(Day 43) Coding up LeNet, VGG, InceptionNet, UNet from scratch

Ivan Ivanov · February 13, 2024

Hello :) Today is Day 43!

A quick summary of today:

  • write LeNet from scratch
  • write VGG from scratch
  • write InceptioNet from scratch
  • write UNet from scratch (again)

Wanting to understand the popular models a bit more, I decided to do the above.

1) Let’s begin with LeNet.

A basic framework developed in the 1990s, basic but set the groundwork for networks like AlexNet, VGG and ResNet.

image image

consists of 2 conv layers, each followed by a maxpool, and then ending with 2 fully connected (linear) layer.

2) Next is VGG

image

The paper proposes numerous versions, VGG11, VGG13, VGG16, VGG19 but from a google search VGG16 seems most popular (version D in the pic).

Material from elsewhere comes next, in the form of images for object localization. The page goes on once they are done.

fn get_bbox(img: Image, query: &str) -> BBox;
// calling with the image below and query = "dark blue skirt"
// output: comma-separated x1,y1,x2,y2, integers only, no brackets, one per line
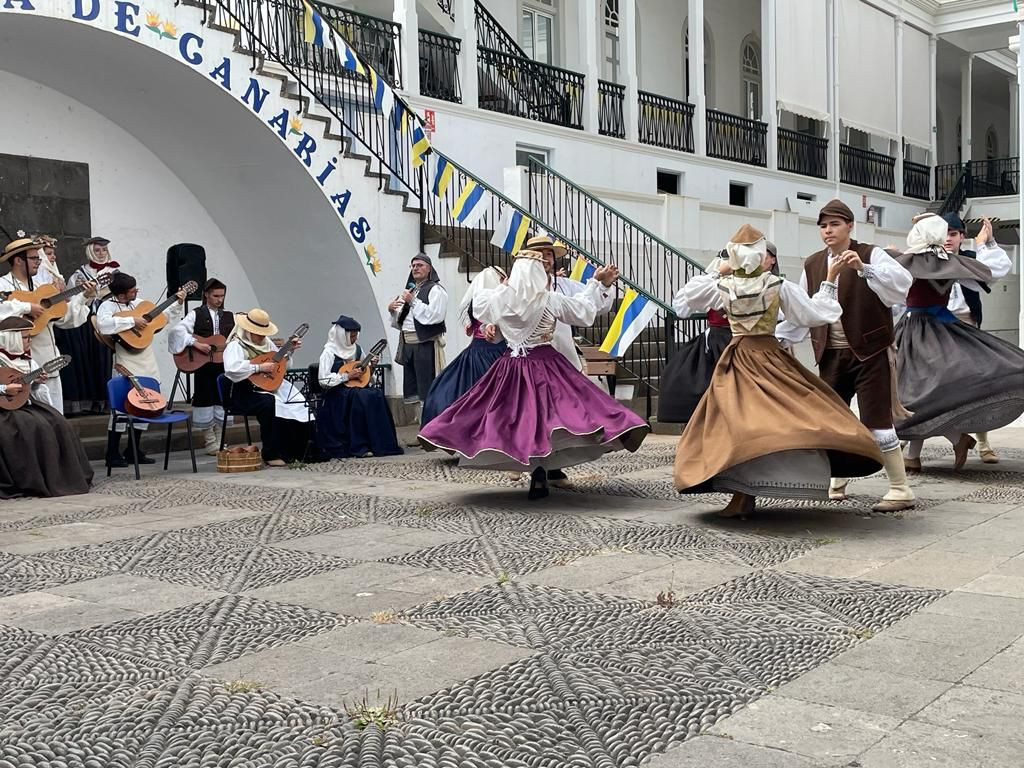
315,385,403,459
422,337,508,425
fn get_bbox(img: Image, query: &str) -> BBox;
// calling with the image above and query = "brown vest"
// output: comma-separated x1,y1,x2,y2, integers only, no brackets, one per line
805,240,893,363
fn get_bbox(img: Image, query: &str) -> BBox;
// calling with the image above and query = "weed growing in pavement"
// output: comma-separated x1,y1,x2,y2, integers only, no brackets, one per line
656,570,678,608
496,571,511,585
371,609,397,624
345,691,401,732
222,679,265,693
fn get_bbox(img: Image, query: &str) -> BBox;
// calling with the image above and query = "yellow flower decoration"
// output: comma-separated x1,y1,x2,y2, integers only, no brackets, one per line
161,20,178,39
288,117,303,135
145,11,160,27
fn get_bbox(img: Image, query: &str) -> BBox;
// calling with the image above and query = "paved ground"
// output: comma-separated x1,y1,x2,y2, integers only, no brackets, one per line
2,428,1023,767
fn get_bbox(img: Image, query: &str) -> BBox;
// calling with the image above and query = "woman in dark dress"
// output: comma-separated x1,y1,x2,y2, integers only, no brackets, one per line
315,315,402,459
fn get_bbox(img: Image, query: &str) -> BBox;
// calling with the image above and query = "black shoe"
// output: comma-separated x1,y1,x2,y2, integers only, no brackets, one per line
546,468,571,488
106,454,129,469
527,467,549,501
105,431,127,468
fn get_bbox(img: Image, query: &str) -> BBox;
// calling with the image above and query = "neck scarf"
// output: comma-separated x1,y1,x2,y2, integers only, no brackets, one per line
227,325,275,359
0,331,32,374
87,243,120,271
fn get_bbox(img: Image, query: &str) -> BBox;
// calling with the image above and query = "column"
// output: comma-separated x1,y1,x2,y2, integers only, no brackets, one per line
393,0,420,96
827,0,840,187
621,0,640,142
1009,76,1019,157
961,53,973,163
580,0,602,134
1013,28,1024,353
895,16,904,196
688,0,707,156
454,0,478,107
761,0,778,170
930,34,939,198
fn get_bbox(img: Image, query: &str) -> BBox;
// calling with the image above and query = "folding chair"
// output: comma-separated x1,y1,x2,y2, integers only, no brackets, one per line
107,376,197,480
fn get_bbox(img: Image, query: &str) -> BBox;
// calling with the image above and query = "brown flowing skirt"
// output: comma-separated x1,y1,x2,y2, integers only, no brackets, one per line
674,335,883,499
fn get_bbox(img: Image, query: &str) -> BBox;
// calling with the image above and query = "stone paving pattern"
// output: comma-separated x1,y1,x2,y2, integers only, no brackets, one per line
1,431,1023,766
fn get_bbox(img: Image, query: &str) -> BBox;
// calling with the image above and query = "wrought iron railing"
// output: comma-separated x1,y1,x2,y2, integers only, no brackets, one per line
477,47,585,129
474,0,527,58
436,0,455,23
311,1,401,87
706,109,767,167
968,157,1019,197
903,160,930,201
419,30,461,103
778,128,828,179
598,80,626,138
526,158,706,411
934,162,961,201
637,91,694,153
840,145,895,193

It is deeper than the earlier LeNet, consisting of multiple conv+maxpool layers, each increasing the amount of filters, and decreasing the size of the image.

image

instead of 1 version, a general model was created so that it can adapt to the desired VGG architecture

below is the implementation. I think this is a nice set-up for testing the 4 versions on 1 dataset of my choosing.

image image

3) GoogLeNet / InceptionNet

This is a long one… haha. Funny that a research paper references a meme (and it got the name inception from it)

image

GoogleNet features inception modules - which consist of parallel conv branches of different receptive field sizes.Also 1x1 convolutions reduce dimensionality and improve efficiency.Towards the end, global avgpool replaces fully connected layers for fixed-length feature vectors.

image

and the implementation:

individual convolution block

image

individual inception block

image

And the final GoogLeNet

image image

4) UNet

Yesterday I attemped it and I think I got a good kind-of working model, but I was not sure if it is correct or not because I translated it from tensorflow to pytorch. Today I found another version of UNet online and pasted it into my records (thank you to this youtuber)

image

Pretty similar to yesterday. Here is the double conv part, and the init of the Unet itself.

image

and then the forward

image

Actually I decided to even test this UNet on a human image dataset in kaggle

image

After 50 epochs, with learning_rate 0.01 and batch_size of 16, using DiceLoss and BCEWithLogitsLoss, the best model I got is: epoch: 42, train loss: 0.2380, valid loss: 0.3435. I am running a 100 epoch one with a learning rate scheduler. It will take long but the results (hopefully good) can be seen here in Kaggle.

Sample outputs from the 50 epoch model are:

image

I should try IoU, or maybe another combination of losses too.

Side note! Turns out I did not properly install pytorch on my laptop and was running things on cpu, which is a disaster, but today I set it up properly. (but still using kaggle is a bit faster haha).

That is all for today!

See you tomorrow :)